One of the many kinds of unconscious life forms I encounter during existence patrol is the robotic-minded automaton known as a “clicker”. It refers to someone composed of artificial or inauthentic psychological components, a person who is “not their self” and operates according to collective behavior. They “whir” and “click” like a machine, in other words.

The term originally came to me from a derogatory epithet used for androids in the movie Creation Of The Humanoids. In this movie, a shrinking population of humans grows ever more dependent on manufactured humaniform robots to maintain their industrial, post-apocalypse lifestyle.

A radical group of humans, feeling their existence increasingly threatened by the artificial beings they have created, use the term to describe and focus their mutual dislike of the androids. They personify many of the qualities and wear costumes derivative of hate groups from Earth’s past. A kind of hyper-blended mélange of all the worst humanity has to offer.
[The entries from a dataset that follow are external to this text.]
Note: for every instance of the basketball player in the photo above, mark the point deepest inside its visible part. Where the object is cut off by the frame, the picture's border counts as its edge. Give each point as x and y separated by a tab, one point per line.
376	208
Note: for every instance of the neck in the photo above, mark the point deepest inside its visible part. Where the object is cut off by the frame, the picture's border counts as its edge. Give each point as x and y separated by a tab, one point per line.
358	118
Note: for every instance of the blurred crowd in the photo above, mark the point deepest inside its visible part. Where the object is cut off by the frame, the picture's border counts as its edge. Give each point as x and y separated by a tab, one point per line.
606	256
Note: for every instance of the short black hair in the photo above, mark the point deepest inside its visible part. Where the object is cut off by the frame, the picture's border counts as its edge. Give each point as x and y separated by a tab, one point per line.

The androids themselves are beings unto themselves, with desires and outlooks that naturally bring them into conflict with humans whom they serve. It is their intention to slowly let humans die off or put their brains into android bodies while they build a new world of android needs being developed and explored.

I know; how can I use a term even from a science fiction movie that denigrates and labels beings—even artificial ones—as Others? Just because I define the term as pointing to what I consider hostile or dangerous encounters doesn’t give me a hall pass either.

All I can say is that I’m pulling this use out into the open and examining it, questioning it, exploring it.

Creation of the Humanoids presents us with a story about how outmoded thought patterns are gradually minimized and replaced by the development of new ones. In a way, the hybrids of tomorrow (for that is what an android is) outmaneuver the prejudices and violence of their ancestors over a long span of time.

In real life, however, our range of psychological experiences are much more intricate and complex. Humans, androids, and robots all coexist together in the psychological sphere. The question is always, what kind of consciousness do they present?

As in the book The Runaway Robot, a mechanical being can develop and experience self-awareness and an empathy for non-robots. Likewise, as in the book Caves of Steel, humans can show their worst sides where the rights of mechanical beings are concerned, reverting to ugliness and undifferentiated effects.

The reality is that our concept of being-ness is open to interpretation. Tribalism as a survival instinct may not be enough anymore, or perhaps we have mainly “gone rogue”, become mad robots ourselves as a collective robotic entity and therefore need to reconnect our wires to what it means to be a unified individual organism. Maybe that’s how we find organic connections with people.

Open up the Animism cabinet and you’ll find the concept of everything having a soul. All beings relating to one another according to their nature–stone consciousness to tree consciousness to mosquito consciousness to water consciousness to heat consciousness to radiation consciousness. You get the picture.

Is there such a thing as a malfunctioning human? It seems to me at times as if there are indeed humans who have developed system errors and operate according to spurious logic. They are harmful and often hostile to happy operating procedures. The worst kinds present a fair face while secretly sabotaging your circuitry for the spreading of their does-not-compute static.

Of course, how do you know if you yourself aren’t a malfunctioning automaton? Can you self-diagnose or are you a replicant that doesn’t know who they are? I myself have to keep asking the question, or hoping that if I am then a human element will come along and repair me.

Self-defense procedures can interfere with the hard and necessary work of being human, of screwing up. That discomfort you feel with yourself can lead you to an organic response array.

The risk is always that you will sacrifice your operating functions helping someone else carry their overload another cycle instead of taking the painful step of restarting. Or worse, you find yourself projecting your own corrupt files onto someone’s open jack and flooding them with garbage-in.

I heard tell that the price of crossing the line is having to live on both sides. Am I a human? Am I an alien construct? The hybrid anxiously asks these questions for all beings.

In the meantime, I keep sensors on alert. Manufacturing procedures vary, and there are humans in the neighborhood who have a few bolts loose.